I now know that those nails are useless and I really needed a 3 in nail into the joists. 
I have 44 hangers put up and already nailed. I am only hanging sheetrock for a ceiling off of these 2x4 joists. Any Thoughts??
Thanks


----------



## jlhaslip

1 1/2 " joist nails will be fine unless the joists are holding up more than a 2 x 4 will carry.

Did you fill all the holes?


----------



## Daniel Holzman

If you purchased a standard double shear joist hanger such as a Simpson or a USP, the specified nail is a 10d galvanized common (for outdoor use). These nails are typically sold by the 1 lb or 5 lb container, and are right next to the joist hangers in the aisle. The 10d nail is typically 1-1/2 inches long, and is specifically sized for the hole provided in the hanger. For example, a Simpson LU26 takes 6 10d face nails, and 4 10dx1.5 inch joist nails.

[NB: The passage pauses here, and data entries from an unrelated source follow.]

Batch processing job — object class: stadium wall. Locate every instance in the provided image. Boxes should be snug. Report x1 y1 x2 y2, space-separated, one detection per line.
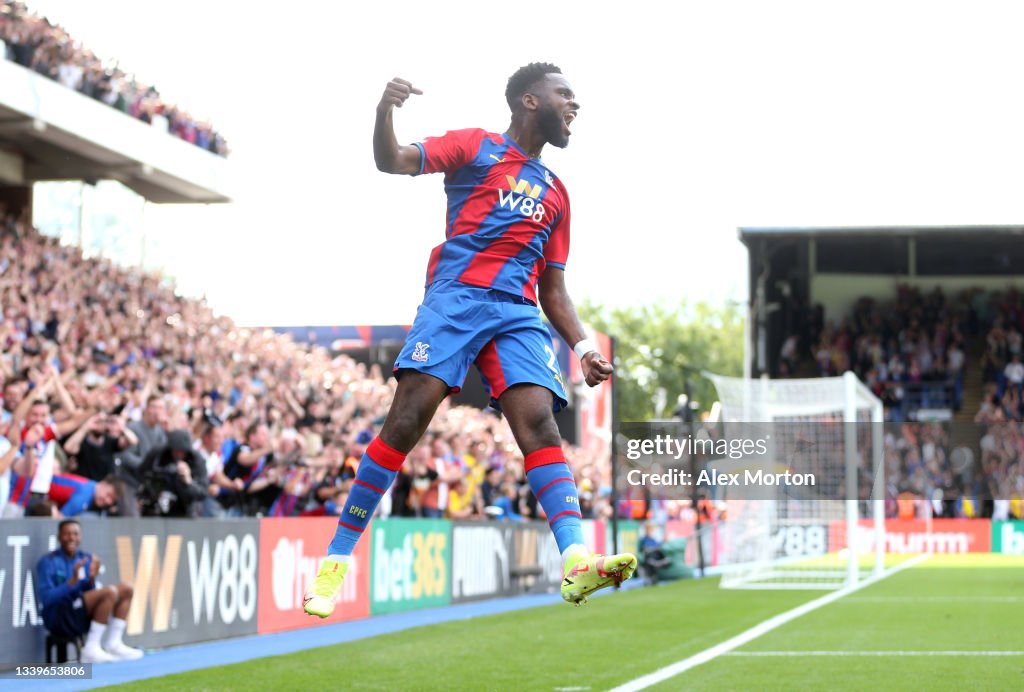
0 517 1024 669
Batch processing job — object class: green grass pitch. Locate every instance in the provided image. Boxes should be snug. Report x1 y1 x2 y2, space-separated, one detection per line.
105 555 1024 692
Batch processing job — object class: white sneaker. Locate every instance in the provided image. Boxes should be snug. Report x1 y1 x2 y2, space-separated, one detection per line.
82 645 119 663
106 642 142 660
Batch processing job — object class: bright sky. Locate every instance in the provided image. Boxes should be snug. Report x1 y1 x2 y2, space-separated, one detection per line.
22 0 1024 325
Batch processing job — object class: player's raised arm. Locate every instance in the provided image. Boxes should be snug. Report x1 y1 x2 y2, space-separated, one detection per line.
539 267 612 387
374 77 423 175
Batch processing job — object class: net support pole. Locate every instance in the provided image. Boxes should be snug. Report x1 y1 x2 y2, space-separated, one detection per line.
843 371 860 587
871 401 886 576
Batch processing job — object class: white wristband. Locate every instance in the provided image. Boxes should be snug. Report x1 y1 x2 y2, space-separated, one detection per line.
572 339 597 360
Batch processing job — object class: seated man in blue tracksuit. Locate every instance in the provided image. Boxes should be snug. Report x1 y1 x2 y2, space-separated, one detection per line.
36 519 142 663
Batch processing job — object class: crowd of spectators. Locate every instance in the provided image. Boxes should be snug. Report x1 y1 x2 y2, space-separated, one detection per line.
0 209 610 519
0 0 228 157
779 286 1024 519
780 286 966 421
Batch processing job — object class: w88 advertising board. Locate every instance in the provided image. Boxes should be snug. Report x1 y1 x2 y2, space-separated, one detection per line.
0 519 259 667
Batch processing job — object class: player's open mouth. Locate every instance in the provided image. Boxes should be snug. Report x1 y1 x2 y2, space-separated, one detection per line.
562 111 575 134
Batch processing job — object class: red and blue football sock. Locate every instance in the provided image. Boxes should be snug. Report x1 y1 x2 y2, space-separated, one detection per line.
524 447 584 557
327 437 406 559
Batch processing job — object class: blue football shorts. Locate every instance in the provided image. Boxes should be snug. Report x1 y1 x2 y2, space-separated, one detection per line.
394 279 568 410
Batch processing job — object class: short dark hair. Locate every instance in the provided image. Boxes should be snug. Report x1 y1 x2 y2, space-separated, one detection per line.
505 62 562 113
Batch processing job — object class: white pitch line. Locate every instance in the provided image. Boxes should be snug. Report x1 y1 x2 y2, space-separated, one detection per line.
724 651 1024 658
611 553 930 692
848 596 1024 603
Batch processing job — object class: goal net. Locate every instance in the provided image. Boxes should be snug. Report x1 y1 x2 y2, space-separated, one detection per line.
708 373 885 589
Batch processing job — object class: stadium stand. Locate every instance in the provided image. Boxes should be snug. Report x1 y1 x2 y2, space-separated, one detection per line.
0 214 610 519
0 0 229 157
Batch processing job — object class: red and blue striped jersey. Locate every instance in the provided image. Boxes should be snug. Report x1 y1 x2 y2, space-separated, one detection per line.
416 130 569 302
47 473 96 517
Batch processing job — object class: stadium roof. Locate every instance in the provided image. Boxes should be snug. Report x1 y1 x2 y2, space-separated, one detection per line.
0 59 230 203
739 225 1024 243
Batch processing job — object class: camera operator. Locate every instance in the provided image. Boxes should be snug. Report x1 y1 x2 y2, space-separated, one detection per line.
138 430 208 517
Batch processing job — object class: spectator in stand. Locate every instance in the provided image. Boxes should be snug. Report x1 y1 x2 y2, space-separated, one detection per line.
121 394 169 471
0 437 20 519
997 353 1024 397
444 476 483 519
0 0 228 157
63 414 138 480
46 473 125 517
194 420 239 517
221 421 282 516
36 519 142 663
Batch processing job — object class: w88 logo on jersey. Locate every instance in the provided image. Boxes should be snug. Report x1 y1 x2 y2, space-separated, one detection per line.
498 175 546 223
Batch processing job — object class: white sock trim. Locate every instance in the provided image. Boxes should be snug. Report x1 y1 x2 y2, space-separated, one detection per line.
562 543 590 562
103 615 128 649
85 620 106 649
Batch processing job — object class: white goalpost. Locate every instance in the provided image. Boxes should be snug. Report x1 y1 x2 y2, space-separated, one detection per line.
708 373 886 589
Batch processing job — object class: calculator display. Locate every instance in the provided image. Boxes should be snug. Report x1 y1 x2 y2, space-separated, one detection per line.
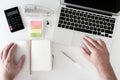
4 7 24 32
7 10 18 16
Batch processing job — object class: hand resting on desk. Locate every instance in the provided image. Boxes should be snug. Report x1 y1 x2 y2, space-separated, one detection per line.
0 36 117 80
0 43 25 80
81 36 117 80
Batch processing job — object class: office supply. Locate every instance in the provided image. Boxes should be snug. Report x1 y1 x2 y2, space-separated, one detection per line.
61 51 76 63
25 4 54 16
53 0 120 50
14 40 52 74
4 7 24 32
61 51 83 68
29 19 43 38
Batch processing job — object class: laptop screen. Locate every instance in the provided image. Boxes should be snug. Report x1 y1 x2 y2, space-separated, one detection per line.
65 0 120 13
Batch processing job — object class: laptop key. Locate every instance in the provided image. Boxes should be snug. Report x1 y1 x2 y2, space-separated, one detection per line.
105 30 113 34
74 28 92 33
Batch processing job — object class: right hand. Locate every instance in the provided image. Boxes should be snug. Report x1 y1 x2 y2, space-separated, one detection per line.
81 36 110 68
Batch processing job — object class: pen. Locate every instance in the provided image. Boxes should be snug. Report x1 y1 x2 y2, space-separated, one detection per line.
61 51 76 63
61 51 82 68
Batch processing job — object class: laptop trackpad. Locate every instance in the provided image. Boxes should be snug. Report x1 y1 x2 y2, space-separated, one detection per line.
53 28 73 45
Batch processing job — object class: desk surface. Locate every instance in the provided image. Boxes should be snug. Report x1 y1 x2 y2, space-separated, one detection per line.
0 0 120 80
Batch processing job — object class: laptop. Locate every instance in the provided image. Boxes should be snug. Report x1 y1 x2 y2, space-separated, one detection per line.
53 0 120 49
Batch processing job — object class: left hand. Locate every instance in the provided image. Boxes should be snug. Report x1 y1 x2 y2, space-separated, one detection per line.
0 43 25 80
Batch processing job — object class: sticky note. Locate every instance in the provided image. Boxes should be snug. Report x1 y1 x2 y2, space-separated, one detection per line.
30 20 43 38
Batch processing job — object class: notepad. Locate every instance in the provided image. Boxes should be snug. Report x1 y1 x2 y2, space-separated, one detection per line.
15 40 52 74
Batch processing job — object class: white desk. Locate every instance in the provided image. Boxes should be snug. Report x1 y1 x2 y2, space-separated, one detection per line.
0 0 120 80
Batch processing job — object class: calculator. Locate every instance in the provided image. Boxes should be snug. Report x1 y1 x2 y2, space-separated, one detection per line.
4 7 24 32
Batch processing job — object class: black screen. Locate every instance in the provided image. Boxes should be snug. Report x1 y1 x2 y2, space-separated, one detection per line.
65 0 120 13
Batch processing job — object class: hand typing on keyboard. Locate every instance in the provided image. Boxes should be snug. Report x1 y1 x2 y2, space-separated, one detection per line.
81 36 117 80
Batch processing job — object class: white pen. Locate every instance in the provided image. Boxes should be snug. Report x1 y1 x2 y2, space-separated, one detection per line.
61 51 82 68
61 51 76 63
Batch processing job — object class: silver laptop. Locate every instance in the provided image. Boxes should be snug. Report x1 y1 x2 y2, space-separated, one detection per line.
53 0 120 49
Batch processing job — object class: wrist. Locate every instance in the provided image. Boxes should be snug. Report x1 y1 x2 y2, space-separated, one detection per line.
96 62 111 70
1 75 13 80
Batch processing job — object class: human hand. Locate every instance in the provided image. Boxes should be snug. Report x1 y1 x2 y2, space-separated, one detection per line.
0 43 25 80
81 36 110 68
81 36 117 80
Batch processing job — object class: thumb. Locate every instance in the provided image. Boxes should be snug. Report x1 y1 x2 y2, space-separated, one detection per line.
17 55 25 71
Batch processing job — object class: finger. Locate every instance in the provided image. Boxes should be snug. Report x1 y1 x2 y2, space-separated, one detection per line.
83 38 96 52
81 47 90 60
17 55 25 71
97 39 106 48
7 44 17 60
2 43 14 59
84 36 98 47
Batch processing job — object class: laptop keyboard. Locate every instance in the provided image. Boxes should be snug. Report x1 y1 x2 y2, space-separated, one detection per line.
58 7 115 38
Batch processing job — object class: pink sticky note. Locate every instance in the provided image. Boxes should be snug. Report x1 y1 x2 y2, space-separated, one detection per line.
31 21 42 29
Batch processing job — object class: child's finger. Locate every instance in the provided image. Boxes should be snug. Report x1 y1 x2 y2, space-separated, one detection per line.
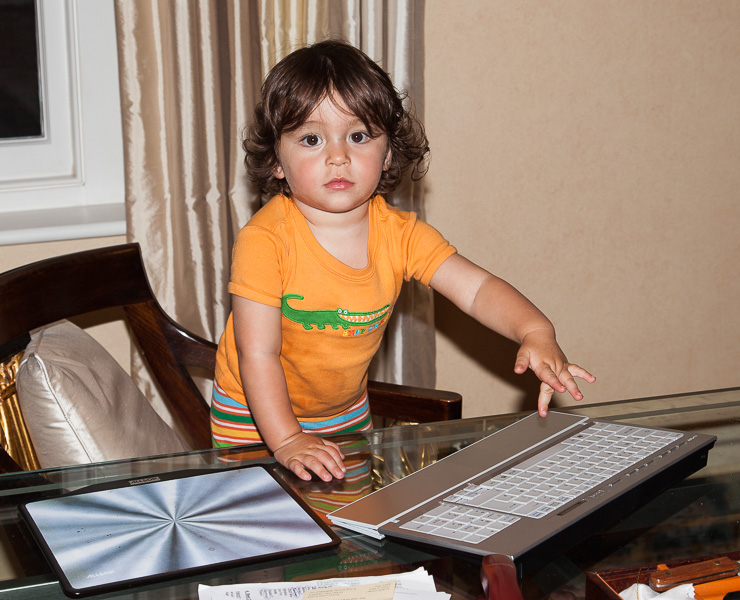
537 381 555 417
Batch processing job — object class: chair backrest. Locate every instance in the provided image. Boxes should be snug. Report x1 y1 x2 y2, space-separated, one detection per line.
0 244 216 470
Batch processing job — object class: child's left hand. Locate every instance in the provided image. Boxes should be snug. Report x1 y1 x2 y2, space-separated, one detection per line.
514 329 596 417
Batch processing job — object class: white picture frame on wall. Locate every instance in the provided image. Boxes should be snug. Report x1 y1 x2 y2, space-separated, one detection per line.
0 0 126 244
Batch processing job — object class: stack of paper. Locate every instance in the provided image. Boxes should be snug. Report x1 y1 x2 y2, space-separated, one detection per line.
198 568 450 600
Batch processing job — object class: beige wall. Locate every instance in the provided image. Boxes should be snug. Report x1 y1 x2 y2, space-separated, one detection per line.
425 0 740 416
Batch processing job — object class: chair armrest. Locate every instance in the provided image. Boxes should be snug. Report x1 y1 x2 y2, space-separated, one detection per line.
481 554 523 600
367 381 462 423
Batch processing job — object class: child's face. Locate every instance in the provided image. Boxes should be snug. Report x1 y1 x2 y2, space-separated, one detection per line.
273 98 390 220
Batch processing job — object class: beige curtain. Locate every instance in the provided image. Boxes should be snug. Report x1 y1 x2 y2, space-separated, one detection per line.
116 0 434 432
112 0 262 423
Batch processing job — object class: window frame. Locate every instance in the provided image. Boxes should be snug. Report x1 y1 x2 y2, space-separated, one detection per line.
0 0 126 245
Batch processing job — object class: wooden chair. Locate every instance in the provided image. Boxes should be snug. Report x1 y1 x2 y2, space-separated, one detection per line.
481 554 522 600
0 244 462 472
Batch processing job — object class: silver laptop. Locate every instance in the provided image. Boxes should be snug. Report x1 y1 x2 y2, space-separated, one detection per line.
329 411 716 575
20 466 339 596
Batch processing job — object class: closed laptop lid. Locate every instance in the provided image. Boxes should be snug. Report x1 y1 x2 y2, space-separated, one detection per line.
20 466 339 596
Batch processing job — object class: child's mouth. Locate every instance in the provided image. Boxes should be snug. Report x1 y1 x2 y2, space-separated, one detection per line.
324 177 354 190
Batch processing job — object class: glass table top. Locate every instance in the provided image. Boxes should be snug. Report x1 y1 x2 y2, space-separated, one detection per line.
0 388 740 600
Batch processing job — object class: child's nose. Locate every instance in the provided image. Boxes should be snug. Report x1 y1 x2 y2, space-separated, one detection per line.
327 141 349 167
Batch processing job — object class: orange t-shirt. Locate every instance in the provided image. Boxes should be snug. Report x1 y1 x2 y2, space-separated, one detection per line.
216 195 456 418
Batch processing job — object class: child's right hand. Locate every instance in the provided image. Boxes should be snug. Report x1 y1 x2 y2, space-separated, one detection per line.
273 431 347 481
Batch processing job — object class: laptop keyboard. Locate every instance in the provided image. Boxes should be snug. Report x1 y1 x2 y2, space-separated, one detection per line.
400 423 682 543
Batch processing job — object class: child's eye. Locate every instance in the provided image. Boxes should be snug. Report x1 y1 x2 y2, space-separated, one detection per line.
301 133 321 146
349 131 370 144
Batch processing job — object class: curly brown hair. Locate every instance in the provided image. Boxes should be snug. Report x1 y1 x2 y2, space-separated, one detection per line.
242 40 429 196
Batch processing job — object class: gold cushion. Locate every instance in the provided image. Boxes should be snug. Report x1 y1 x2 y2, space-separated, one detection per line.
16 321 188 468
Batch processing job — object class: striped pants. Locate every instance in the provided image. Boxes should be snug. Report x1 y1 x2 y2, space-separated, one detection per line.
211 381 372 448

I have put up dozens of these hangers, and have never used a 3 inch nail, I don't know who exactly makes a 3 inch nail specifically designed for the hanger, but I have not seen a Simpson or USP 3" nail for that purpose. I wonder where you learned that a 3 inch nail was required?


----------



## Gary in WA

Are they double joist hangers? Do you need the shear hangers to hold everything together or on the plans?
http://www.strongtie.com/products/connectors/hangertables/face_ss-df1.asp

Gary


----------



## DangerMouse

Use the 1½" joist nails to *face nail* the hangers,

and the 3" Galv. 10D commons to *double shear/toenail* (45°) through the side slots.

DM


----------



## wnabcptrNH

Daniel Holzman said:


> If you purchased a standard double shear joist hanger such as a Simpson or a USP, the specified nail is a 10d galvanized common (for outdoor use). These nails are typically sold by the 1 lb or 5 lb container, and are right next to the joist hangers in the aisle. The 10d nail is typically 1-1/2 inches long, and is specifically sized for the hole provided in the hanger. For example, a Simpson LU26 takes 6 10d face nails, and 4 10dx1.5 inch joist nails.
> 
> I have put up dozens of these hangers, and have never used a 3 inch nail, I don't know who exactly makes a 3 inch nail specifically designed for the hanger, but I have not seen a Simpson or USP 3" nail for that purpose. I wonder where you learned that a 3 inch nail was required?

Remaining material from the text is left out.